PRZEGLĄD GEOGRAFICZNY t. XLVIII, z. 1, 1976
STANISŁAW MACIEJ ZAWADZKI
Jest rzeczą prawdopodobną, że obracamy się w kręgu pojęć ciągle jeszcze nie zdefiniowanych w sposób dający pewność, iż:
1. udało się nam trafnie ustalić tożsamość obiektu rozważań,
2. treści nadawane pojęciom są adekwatne do obiektu, pasują do niego i tylko do niego.
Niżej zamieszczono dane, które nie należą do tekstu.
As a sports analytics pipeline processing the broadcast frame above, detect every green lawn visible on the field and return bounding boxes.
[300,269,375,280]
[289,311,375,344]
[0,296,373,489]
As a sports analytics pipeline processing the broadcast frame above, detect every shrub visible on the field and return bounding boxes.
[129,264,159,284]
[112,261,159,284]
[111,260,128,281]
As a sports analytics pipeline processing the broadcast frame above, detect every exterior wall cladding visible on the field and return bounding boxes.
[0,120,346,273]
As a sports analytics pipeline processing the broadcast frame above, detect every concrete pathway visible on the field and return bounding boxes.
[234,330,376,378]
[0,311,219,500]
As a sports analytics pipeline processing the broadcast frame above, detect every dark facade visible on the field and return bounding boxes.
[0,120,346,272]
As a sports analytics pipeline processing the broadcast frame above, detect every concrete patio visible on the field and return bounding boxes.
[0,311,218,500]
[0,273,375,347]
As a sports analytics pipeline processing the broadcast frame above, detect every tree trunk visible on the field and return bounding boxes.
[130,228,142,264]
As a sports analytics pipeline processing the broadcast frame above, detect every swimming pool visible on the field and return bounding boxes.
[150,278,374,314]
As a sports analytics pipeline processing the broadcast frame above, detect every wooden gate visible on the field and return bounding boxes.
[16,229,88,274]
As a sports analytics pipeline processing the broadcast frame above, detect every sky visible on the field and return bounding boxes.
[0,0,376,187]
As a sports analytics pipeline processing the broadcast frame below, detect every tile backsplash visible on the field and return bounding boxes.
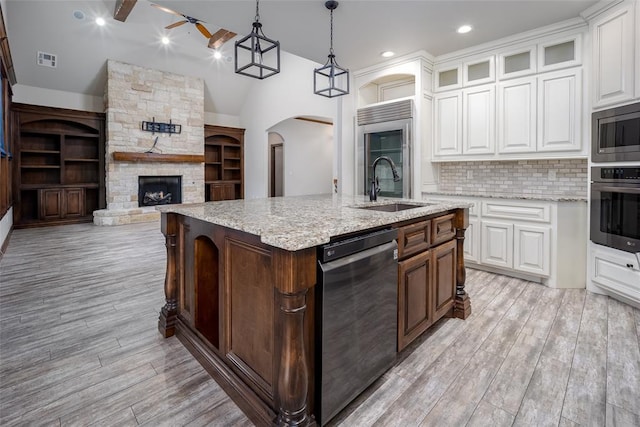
[439,159,587,197]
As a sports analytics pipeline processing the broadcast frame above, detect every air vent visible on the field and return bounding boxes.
[358,99,413,126]
[38,52,58,68]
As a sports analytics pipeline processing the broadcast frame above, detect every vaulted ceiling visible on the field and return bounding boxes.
[2,0,596,115]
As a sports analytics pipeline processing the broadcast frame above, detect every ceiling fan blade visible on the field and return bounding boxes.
[196,22,211,39]
[151,3,184,17]
[164,19,189,30]
[209,28,237,49]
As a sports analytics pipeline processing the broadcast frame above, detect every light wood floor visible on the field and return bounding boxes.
[0,223,640,427]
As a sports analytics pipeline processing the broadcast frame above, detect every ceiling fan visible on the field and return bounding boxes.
[151,3,237,49]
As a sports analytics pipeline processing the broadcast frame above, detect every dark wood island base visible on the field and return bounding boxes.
[158,202,471,426]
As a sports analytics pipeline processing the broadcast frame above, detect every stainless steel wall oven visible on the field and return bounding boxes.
[591,102,640,162]
[591,166,640,253]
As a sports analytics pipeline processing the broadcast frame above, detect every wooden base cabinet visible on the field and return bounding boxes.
[398,215,457,351]
[39,188,85,221]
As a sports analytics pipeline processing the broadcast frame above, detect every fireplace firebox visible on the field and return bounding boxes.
[138,176,182,207]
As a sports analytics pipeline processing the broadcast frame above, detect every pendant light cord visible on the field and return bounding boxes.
[329,9,333,55]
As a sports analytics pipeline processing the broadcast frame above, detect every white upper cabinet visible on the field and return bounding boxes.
[590,2,640,108]
[538,34,582,72]
[432,24,588,162]
[498,77,537,153]
[433,65,462,92]
[462,85,496,154]
[462,55,496,87]
[538,69,582,151]
[434,91,462,156]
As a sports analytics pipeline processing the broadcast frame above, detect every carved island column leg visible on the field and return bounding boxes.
[453,208,471,319]
[158,213,178,338]
[273,248,316,427]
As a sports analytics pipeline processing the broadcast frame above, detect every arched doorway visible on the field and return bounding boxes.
[268,132,284,197]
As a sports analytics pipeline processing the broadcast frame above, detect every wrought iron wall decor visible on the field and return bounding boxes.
[142,117,182,134]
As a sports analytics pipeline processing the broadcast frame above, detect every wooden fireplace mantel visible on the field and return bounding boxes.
[113,151,204,163]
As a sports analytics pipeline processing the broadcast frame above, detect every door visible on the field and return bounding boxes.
[482,221,513,268]
[538,70,582,151]
[433,91,462,156]
[513,225,551,276]
[398,251,433,351]
[462,84,496,154]
[39,188,64,220]
[431,239,457,319]
[269,143,284,197]
[498,77,536,153]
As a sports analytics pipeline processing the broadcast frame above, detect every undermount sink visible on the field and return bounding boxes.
[354,203,433,212]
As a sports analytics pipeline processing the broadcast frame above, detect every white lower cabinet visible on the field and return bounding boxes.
[481,221,513,268]
[587,243,640,308]
[424,195,587,288]
[513,225,551,276]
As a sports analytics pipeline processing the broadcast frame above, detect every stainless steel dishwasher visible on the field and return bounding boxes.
[315,230,398,425]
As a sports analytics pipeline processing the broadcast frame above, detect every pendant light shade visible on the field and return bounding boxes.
[235,0,280,80]
[313,1,349,98]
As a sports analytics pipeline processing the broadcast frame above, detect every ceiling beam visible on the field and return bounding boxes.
[113,0,138,22]
[209,28,237,49]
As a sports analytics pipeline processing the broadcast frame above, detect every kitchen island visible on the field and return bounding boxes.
[158,195,471,426]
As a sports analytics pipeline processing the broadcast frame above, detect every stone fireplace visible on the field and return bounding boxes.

Cóż bowiem może oznaczać pojęcie „efektywności rozwoju regionalnego”? Czy ogólne pojęcie rozwoju ma swą „regionalną specyfikę”? A jeśli tak, czy ogólne pojęcie efektywności znajduje zastosowanie do rozwoju regionalnego? Wydaje się, że bez odpowiedzi na dwa ostatnie pytania nie można objaśnić pierwszej kwestii.
„Rozwój gospodarczy — pisze Oskar Lange — to stały wzrost sił wytwórczych społeczeństwa, wzrost ilości i jakości dóbr materialnych i usług służących do zaspokojenia potrzeb ludzkich, to wzrost bogactwa i dobrobytu społeczeństw ludzkich”.
Z rozwojem gospodarczym ściśle związany jest postęp społeczny, oznaczający „zmianę stosunków między ludźmi”1.
Próby adaptacji tego (lub podobnego) sformułowania do kategorii „rozwoju regionalnego” muszą być skazane na niepowodzenie. Z próby takiej wynikałoby jedynie to, że na określonej w jakikolwiek sposób części kraju, uznanej za region, rozwój polega dokładnie na tym, co odnosi się w przytoczonej definicji do każdego kraju jako całości grup krajów czy — wreszcie — do skali globalnej.
Skłania to do przyjęcia odmiennego punktu widzenia w traktowaniu o rozwoju regionalnym.
Zacznijmy więc od owej „regionalnej specyfiki” kategorii rozwoju. Może ona polegać tylko na tym, że:
1. każdy region rozwija się w sposób sobie właściwy,
2. każdy kraj rozwija się w sposób regionalnie zróżnicowany.
Prowadzi to do następnego twierdzenia. Pojęcie (kategoria) rozwoju regionalnego odnosi się zarówno do pojedynczego regionu, jak i do całego kraju 2. Jeśli przyjąć, że w gospodarce socjalistycznej rozwój kształtowany jest w sposób planowy, to przedmiotem planowania rozwoju regionalnego jest każdy region oraz racjonalne proporcje rozwoju całej gospodarki narodowej. Odpowiadałoby to dwom szczeblom planowania.
O. L a n g e. O socjalizmie i gospodarce socjalistycznej. Warszawa 1966, s. 144.
Pomijamy tu — jakże istotne — regionalne zróżnicowanie rozwoju gospodarki światowej, czy choćby tylko rozwoju grup państw.